다르게 정의되지 않는 한, 기술적이거나 과학적인 용어를 포함해서 여기서 사용되는 모든 용어들은 본 발명이 속하는 기술 분야에서 통상의 지식을 가진 자에 의해 일반적으로 이해되는 것과 동일한 의미를 가지고 있다. 일반적으로 사용되는 사전에 정의되어 있는 것과 같은 용어들은 관련 기술의 문맥상 가지는 의미와 일치하는 의미를 가지는 것으로 해석되어야 하며, 본 명세서에서 명백하게 정의하지 않는 한, 이상적이거나 과도하게 형식적인 의미로 해석되지 않는다.
Unless defined otherwise, all terms used herein, including technical or scientific terms, have the same meaning as commonly understood by one of ordinary skill in the art to which this invention belongs. Terms such as those defined in commonly used dictionaries are to be interpreted as having a meaning consistent with the contextual meaning of the related art and are to be interpreted as ideal or overly formal in the sense of the art unless explicitly defined herein Do not.

또한, 서로 같은 문자는 같은 의미로 해석되며, 서로 다른 문자라도 아래 첨자가 같은 경우, 아래 첨자가 의미하는 것에 대해 공통성을 가진다. 이하, 첨부한 도면을 참조하여 본 발명의 바람직한 실시 예를 설명함으로써, 본 발명을 상세히 설명할 것이며, 같은 문자는 같은 의미를 가진다.
In addition, the same letters are interpreted with the same meaning, and even if different letters have the same subscript, they have commonality to what the subscript means. DETAILED DESCRIPTION OF THE PREFERRED EMBODIMENTS Hereinafter, the present invention will be described in detail with reference to the preferred embodiments of the present invention with reference to the accompanying drawings, wherein like characters have the same meanings.

도 2는 본 발명의 일 실시예에 따른 음성 인식 시스템을 나타내는 도면이다. 도 2를 참고하면, 상기 음성 인식 시스템(10)은 음소 데이터 인식 장치(20) 및 음소 데이터 처리 장치(30)를 포함한다.
2 is a diagram illustrating a speech recognition system according to an embodiment of the present invention.
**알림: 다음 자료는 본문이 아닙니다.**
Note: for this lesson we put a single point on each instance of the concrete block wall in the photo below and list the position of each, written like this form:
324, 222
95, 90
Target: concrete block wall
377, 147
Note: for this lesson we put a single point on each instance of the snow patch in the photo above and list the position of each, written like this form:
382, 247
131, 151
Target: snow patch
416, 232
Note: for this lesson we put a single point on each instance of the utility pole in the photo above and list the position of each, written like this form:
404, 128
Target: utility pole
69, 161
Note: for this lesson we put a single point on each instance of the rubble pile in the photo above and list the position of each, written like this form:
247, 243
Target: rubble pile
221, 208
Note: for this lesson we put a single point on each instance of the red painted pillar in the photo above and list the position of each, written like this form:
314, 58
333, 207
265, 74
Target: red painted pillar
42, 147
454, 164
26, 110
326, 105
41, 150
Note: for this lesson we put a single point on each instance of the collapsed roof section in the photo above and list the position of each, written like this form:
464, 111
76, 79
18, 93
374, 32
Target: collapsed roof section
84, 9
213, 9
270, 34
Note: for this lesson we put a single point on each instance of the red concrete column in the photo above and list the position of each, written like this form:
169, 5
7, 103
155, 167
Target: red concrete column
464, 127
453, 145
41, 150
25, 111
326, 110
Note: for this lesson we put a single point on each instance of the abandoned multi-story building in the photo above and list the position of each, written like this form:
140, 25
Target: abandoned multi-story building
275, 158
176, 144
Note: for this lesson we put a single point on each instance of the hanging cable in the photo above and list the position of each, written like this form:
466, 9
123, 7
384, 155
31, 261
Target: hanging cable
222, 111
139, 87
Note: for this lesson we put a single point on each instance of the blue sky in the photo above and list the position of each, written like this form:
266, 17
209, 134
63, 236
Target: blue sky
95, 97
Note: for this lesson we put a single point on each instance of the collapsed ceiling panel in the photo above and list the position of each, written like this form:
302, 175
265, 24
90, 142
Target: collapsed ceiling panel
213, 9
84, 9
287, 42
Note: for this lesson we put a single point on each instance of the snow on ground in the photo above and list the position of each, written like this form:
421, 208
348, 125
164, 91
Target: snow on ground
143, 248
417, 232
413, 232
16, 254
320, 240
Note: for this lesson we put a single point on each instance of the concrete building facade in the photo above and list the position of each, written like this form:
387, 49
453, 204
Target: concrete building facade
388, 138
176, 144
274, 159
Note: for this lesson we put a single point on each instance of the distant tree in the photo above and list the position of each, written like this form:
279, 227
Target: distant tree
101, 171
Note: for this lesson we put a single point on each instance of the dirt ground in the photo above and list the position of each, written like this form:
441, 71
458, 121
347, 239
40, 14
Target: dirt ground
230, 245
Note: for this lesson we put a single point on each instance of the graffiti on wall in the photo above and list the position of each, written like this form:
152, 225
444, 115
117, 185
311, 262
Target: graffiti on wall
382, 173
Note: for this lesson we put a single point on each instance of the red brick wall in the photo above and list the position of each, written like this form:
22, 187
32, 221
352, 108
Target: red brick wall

Referring to FIG. 2, the speech recognition system 10 includes a phoneme data recognition device 20 and a phoneme data processing device 30.

상기 음소 데이터 인식 장치(20)는 음소 데이터를 인식하기 위한 것으로, 예컨대, 사람의 말과 같은 음성을 입력받고 이를 데이터화하여 음소 데이터 처리 장치(30)에 출력한다.
The phoneme data recognition apparatus 20 is for recognizing phoneme data. For example, the phoneme data recognition apparatus 20 receives a voice such as a human speech and converts the data into a phoneme data processing apparatus 30.

상기 음소 데이터 처리 장치(30)는 본 발명에 따른 음소 인식 모델(또는 알고리즘)을 이용하여 상기 음소 데이터 인식 장치(20)로부터 입력받은 음성 데이터에서 음소를 정확하게 인식하도록 처리한다. 상기 본 발명에 따른 음소 인식 모델에 대한 보다 구체적인 설명은 이하에서 하기로 한다.
The phoneme data processing apparatus 30 processes to correctly recognize phonemes from voice data received from the phoneme data recognition apparatus 20 using a phoneme recognition model (or algorithm) according to the present invention. A more detailed description of the phoneme recognition model according to the present invention will be described below.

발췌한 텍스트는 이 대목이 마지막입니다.